THIS OTHER EDEN
Ed, 'Pull on a sweater' Davey |
Queues Outside Southwark Crown Court |
The latest figures from
the British Charity the Trussell Trust show that the demand for food banks is
rapidly increasing…more than 350,000 between April and September this year
received a three-day food package of emergency staple sustenance. This is three
times more than during the same period last year and coincides with major
reductions in welfare payments.
The millionaire banker,
government minister and member of the unelected House of Lords Lord Freud declared
recently that the demand for food was only increasing because the “free
food” was there. Another Minister, Michael Gove, blames "poor financial management."
A bill packaged as
designed to deal with recent lobbying scandals is about to be sent to the House
of Lords. The Transparency of Lobbying, Non-party Campaigning and Trade Union
Administration Bill 2013-14, will in truth seriously curtail charities like The
Trussell Trust from campaigning on behalf of people in poverty. A whole
spectrum of charities opposes the bill ‘…Christian Aid, Women's Institutes, the
Countryside Alliance, 38 degrees 38 Degrees, Oxfam, vegans, Quakers, the
British Legion and scores more. Even the TaxPayers' Alliance is protesting, with the rightwing Centre for
Policy Studies calling it "an extraordinary attack on free speech that
must be scrapped".’[1]
The government has removed
legal support for the poorest people altogether respecting family law and industrial
tribunals, whilst slashing the budget for legal aid; instituting ‘reforms’ that
even judges say threatens the very notion of equality before the law‘…Supreme
Court President Lord Neuberger said in a lecture that cutting legal aid will
deprive the people who most need the protection of the courts or the ability to
get legal representation.’[2]
Chris Grayling MP |
According to Labour Market
Statistics record numbers of unemployed people are now doing unpaid labour, the
figure rose this year by 8,000 to reach 168,000.’ These all are people on some
form of workfare. It does not include people on other Jobcentre training
schemes such as the Work Programme, unless they have been sent to work without
pay.
"Psst Want to buy some cheap shares?" |
The House of Commons
witnesses the following scene ‘He [MP Denis Skinner] described the death of a
constituent of his, a farmer and butcher, who had cancer. He had been quizzed
last December by Atos…[private company that assess benefit claimants] and had
been stripped of his benefits because in their view he was fit for toil. This
had meant… that he and his now widow had been living on £70 a week. "His
aggressive cancer took his sight, then his hearing, and last Friday took his
life.” ... At this point we heard a
noise. It was the sound of Tory backbenchers…Mr Skinner ignored them. "He
should with immediate effect make an ex gratia payment to his widow to cover the
suffering and pain..."The jeering from the Tories grew louder…the sound of
well-fed Conservatives baying at the story of the cancer sufferer who died in
near-destitution fitted in with every charge made by Labour: greedy, callous
fat cats, out of touch with the lives of the people they claim to represent. I
found it chilling and I know how the place works.’[3]
More than 50,000 people
affected by withdrawal of welfare payments for anyone with spare capacity in
their house or apartment, the Bedroom Tax, have fallen behind on rent and face
eviction.

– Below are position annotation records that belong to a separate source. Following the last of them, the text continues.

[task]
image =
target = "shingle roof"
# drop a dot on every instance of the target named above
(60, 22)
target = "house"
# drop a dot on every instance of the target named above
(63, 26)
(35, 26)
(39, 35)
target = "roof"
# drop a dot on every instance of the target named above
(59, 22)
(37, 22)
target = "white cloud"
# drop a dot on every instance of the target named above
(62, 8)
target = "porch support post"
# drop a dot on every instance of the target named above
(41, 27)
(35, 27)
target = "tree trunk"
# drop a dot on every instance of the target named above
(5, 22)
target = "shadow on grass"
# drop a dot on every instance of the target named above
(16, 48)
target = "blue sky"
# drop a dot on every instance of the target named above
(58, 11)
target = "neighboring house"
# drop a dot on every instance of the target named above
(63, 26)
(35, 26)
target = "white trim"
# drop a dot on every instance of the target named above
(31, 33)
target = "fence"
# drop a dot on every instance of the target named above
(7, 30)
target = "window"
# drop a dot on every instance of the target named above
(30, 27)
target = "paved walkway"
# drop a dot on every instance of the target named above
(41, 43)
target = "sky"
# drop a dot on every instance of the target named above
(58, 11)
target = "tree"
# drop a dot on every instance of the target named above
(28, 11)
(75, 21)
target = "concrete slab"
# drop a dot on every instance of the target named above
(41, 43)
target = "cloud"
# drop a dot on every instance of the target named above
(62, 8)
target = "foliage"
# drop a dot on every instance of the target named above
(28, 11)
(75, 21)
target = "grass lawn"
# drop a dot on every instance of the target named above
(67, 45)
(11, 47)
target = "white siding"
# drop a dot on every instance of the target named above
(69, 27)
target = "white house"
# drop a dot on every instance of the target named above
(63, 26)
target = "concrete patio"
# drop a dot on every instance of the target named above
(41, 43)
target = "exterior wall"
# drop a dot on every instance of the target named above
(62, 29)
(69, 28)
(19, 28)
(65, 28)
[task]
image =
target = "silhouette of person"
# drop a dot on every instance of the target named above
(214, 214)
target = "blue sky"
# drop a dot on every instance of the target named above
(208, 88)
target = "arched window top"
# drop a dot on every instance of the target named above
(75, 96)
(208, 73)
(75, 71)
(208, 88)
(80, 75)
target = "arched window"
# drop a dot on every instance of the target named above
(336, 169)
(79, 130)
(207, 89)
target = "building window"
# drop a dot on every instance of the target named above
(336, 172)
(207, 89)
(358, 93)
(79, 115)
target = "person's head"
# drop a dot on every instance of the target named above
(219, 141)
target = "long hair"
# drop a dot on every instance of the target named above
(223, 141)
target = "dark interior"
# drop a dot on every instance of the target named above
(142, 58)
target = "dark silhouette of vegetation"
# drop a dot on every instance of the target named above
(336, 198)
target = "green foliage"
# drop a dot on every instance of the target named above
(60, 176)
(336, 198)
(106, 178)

The statistics reveal the scale of debt created by the Government’s
under-occupancy charge, as one council house tenant in three has been pushed
into rent arrears since it was introduced in April.
Tax avoidance has soared
under the coalition government.
'The money owed to the
Treasury - dubbed by officials as the “tax gap” - has grown to an eye-watering
£35 billion, HM Revenue and Customs has admitted.It is made up of avoidance schemes, illegal tax dodging and mistaken underpayments. The government defines it as “the difference between the amounts of tax that should, in theory, be collected by HMRC, against what is actually collected”[4].
The Duke and Duchess of
Cambridge are about to move into their new home in Kensington Palace …’as
workmen put the finishing touches to the £1.5 million overhaul, the couple are
returning to London to start family life in their first “proper” home.
Around £1 million of
taxpayers’ money was spent to fit new wiring, remove asbestos and repair the
roof of the Sir Christopher Wren-designed Clock Tower wing. [My italics] Unlike the neighbouring apartment
where William and Harry grew up, 1A has a large secluded garden.It is believed that the Queen gave Kate permission to choose priceless antiques from the Royal Collection to furnish her new home.’[5]